Однажды, разделавшись с очередным мертвецом, старшина рыночной стражи угрюмо и зло сказал Федору:
— Смотри, лайдак, не вздумай удавиться, как тот бродяга. Если удавишься, клянусь Иезусом-Марией, я брошу твою падаль собакам!
Федор только засмеялся в ответ. Речь этого ярыги показалась ему безумной: как, наложить на себя руки, когда он все приближается к родной земле?! Утерянная в час малодушного страха и слабости, родная земля сияла перед ним сквозь мрак страданий и унижений, как солнце неугасимое. Нет, он должен и будет жить.
Стражник смотрел на Федора и дивился: чему смеется этот жалкий лысолобый оборванец? Он не знал, что мысль о родине спасает человека от скверны земной. Федор не пристал ни к бродягам-поножовщикам, ни к татям, ни к нищим-объедалам, которые, притворяясь слепыми и хромыми, уходили с богатых поминок пьяными, сытыми, позвякивая серебром в карманах лохмотьев. Скиталец Федор Шилов хотел переступить родной рубеж честным человеком, с высоко поднятой головой: с татями он не бывал и татей не покрывал!
Неизвестно, сколько времени пришлось бы бедовать Федору на рыночных рундуках, если бы не случай с лошадьми. Однажды на окраине города, в узком переулке, Федор остановил пару взмыленных лошадей, которые тащили тяжелую дорожную колымагу и наверняка столкнулись бы со встречной каретой, не задержи он их привычной рукой солдата и кузнеца. Когда Федор вывел коней на дорогу, дверь колымаги открылась. Невысокий упитанный патер сошел наземь, перекрестился и громко возблагодарил небо за свое спасение. Потом спросил Федора, кто он и откуда. Как и многим на чужой земле, Федор правды не открыл: сказал, что его ограбили разбойники на границе. Узнав, что его спаситель — кузнец, оружейник, конюший и егерь, патер даже обрадовался: просто сам бог посылает ему такого слугу — не хочет ли он стать конюшим у патера Иосифа Брженицкого, казначея одного из богатейших ченстоховских монастырей? Федор согласился.
Патер Брженицкий скоро начал похваляться, что его «русский хлоп» просто сущий клад: может объясняться по-французски, по-немецки и уже совсем бойко говорит по-польски.

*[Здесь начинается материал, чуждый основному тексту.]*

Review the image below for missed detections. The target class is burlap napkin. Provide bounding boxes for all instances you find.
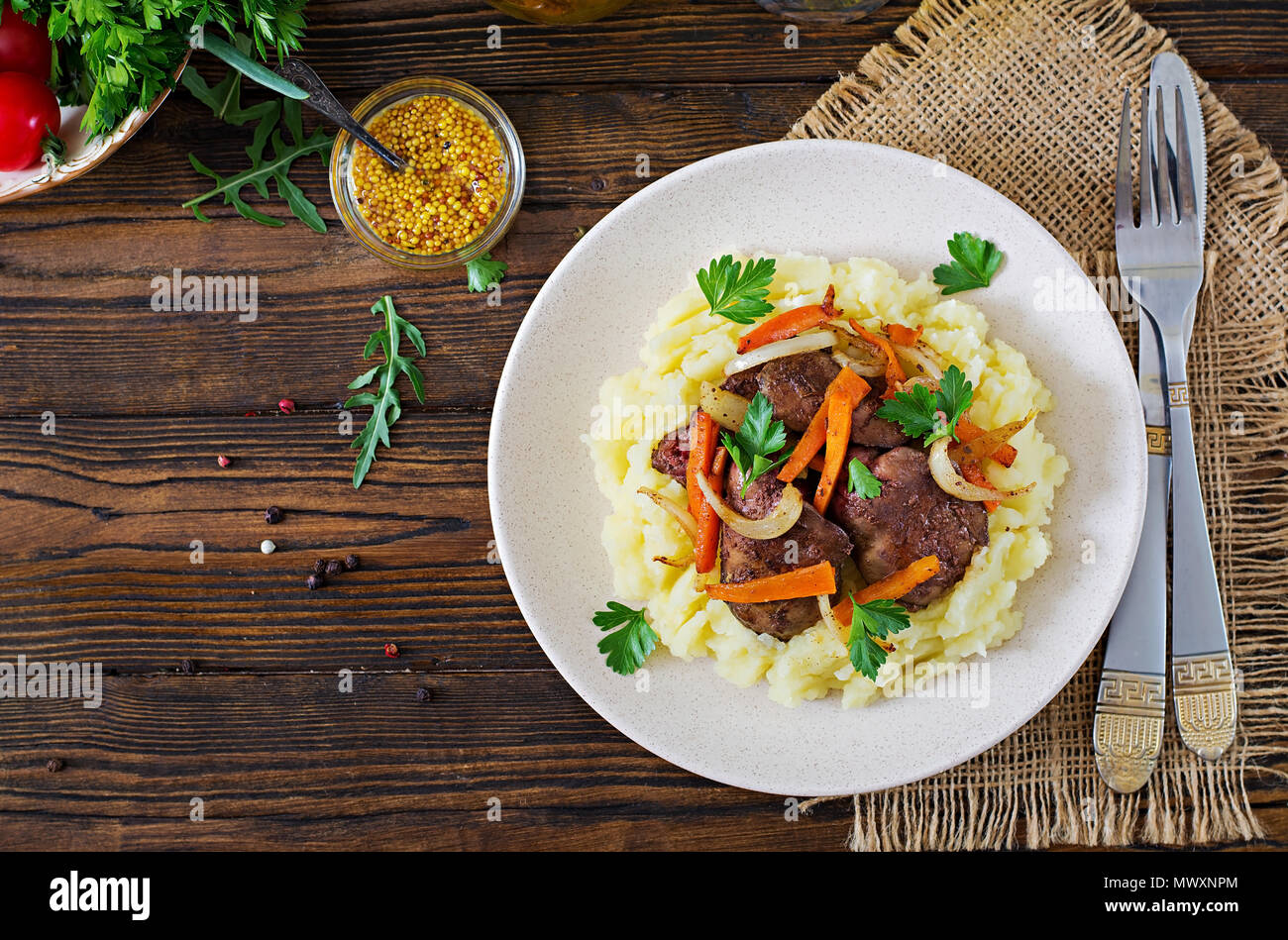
[789,0,1288,850]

— Сделаем из тебя поляка, — болтал патер, возвращаясь под хмельком из гостей. — Поляки самый умный и важный народ на свете!
От патера, впервые за столько лет, Федор узнал, что делалось на Руси: помер царь Федор Иванович, помер царь Борис Федорович Годунов, а наследник его Федор Борисович не успел посидеть на престоле, как был убит боярами, чтобы очистить место для нового, якобы «чудом спасшегося» царя, который пришел из-за рубежа. «Чудом спасшийся», как разъяснял патер, сын царя Ивана Грозного, царь Димитрий Иванович, пришел в Москву, сел на царство, но и года не просидел — «неблагодарный народ московский скинул царя с отчего престола». Димитрий был убит во время бунта, а вместе с ним погибло много «преславных» польских панов, которые возвели его на престол. Убиения их Польша никогда не простит «ни московским хлопам», ни нынешнему хитрому царю Василию Шуйскому. Польские паны-рыцари и паны — служители Христа еще покажут «той подлой Московии», как помнит Ржечь Посполитая ей причиненное зло и даже просто непочтение к ее ясновельможному панству и «наикрасшему лыцарству».